I can then select the curves adjustment layer and I'll just brighten the curve a little bit by clicking and dragging up. Obviously if you go too far it starts looking very odd so we'll just make a very slight change by dragging up the curve. We'll close the properties panel And then, I want to just dodge a little bit around the iris of the eye. And I want to burn a little bit right along the edge here. That's going to increase the contrast in this area and make the eye appear a little bit brighter which is going to make the person look a little bit more awake or a little bit more aware.
In order to do that, I'm going to add a new layer at the top of my layer stack. I'll hold down the option key when I click on the new layer icon, it'll be the alt key on windows. And I'm going to name this brighten eyes, and I need to change the blend mode. If I'm going to paint with black or white in this layer in order to add contrast. I want to change the blend mode. To overlay, then I want to fill it with an overlaying neutral color and click OK. Now also let my paint brush by tapping the b key, we get a smaller brush by using the left bracket key, and I can see that my (UNKNOWN) color is black.
So, with the decreased opacity of may be 40 to 50% I just want to click and drag right around the outside of the eye. Of course if you make a mistake just use Command or Control z. And I think this is a little bit heavy but that's okay. I'm going to decrease the opacity of the entire layer in a moment. Of course we don't have to do it in one stroke. You can do it in multiple strokes, just know that because you're painting at a lower opacity, if you paint over the same spot more than once it's going to build up the opacity in that area. Now obviously this is way too much but that's okay, we're going to adjust that in a minute.

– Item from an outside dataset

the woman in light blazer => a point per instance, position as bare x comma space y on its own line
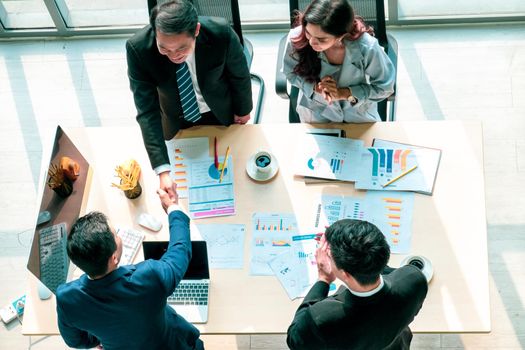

So I'll tap the X key to exchange my foreground and background color... And I'm going to use the right bracket to get a larger brush. And I'm just going to paint in the lower area of the eye right here. Again I can tell that I'm adding way too much contrast but once I'm done with both eyes I can then go to the opacity of that layer and bring that way down to maybe 20 or 30 percent. Now, let's zoom out, I'll use command 0, and we can toggle on and off the visibility of the brighten eyes layer.
And you can see how it's just kind of adding a little bit of brightness to the eyes, making her look like she's a little bit more alert. We also want to toggle the visibility of the curves layer. I think I've brightened those whites of the eyes a bit too much. So I can either change the curve Or, I can simply decrease the opacity of the curve adjustment layer. Toggling on and off again. And we can also toggle the hue saturation adjustment layer, just to see that we've removed any color from the eye. And finally, if we hold down the option or the alt key, we can click on the eye icon next to the background, just to show a quick before. And after of our retouching.
So there you go, three quick techniques to just brighten the eyes in a portratit.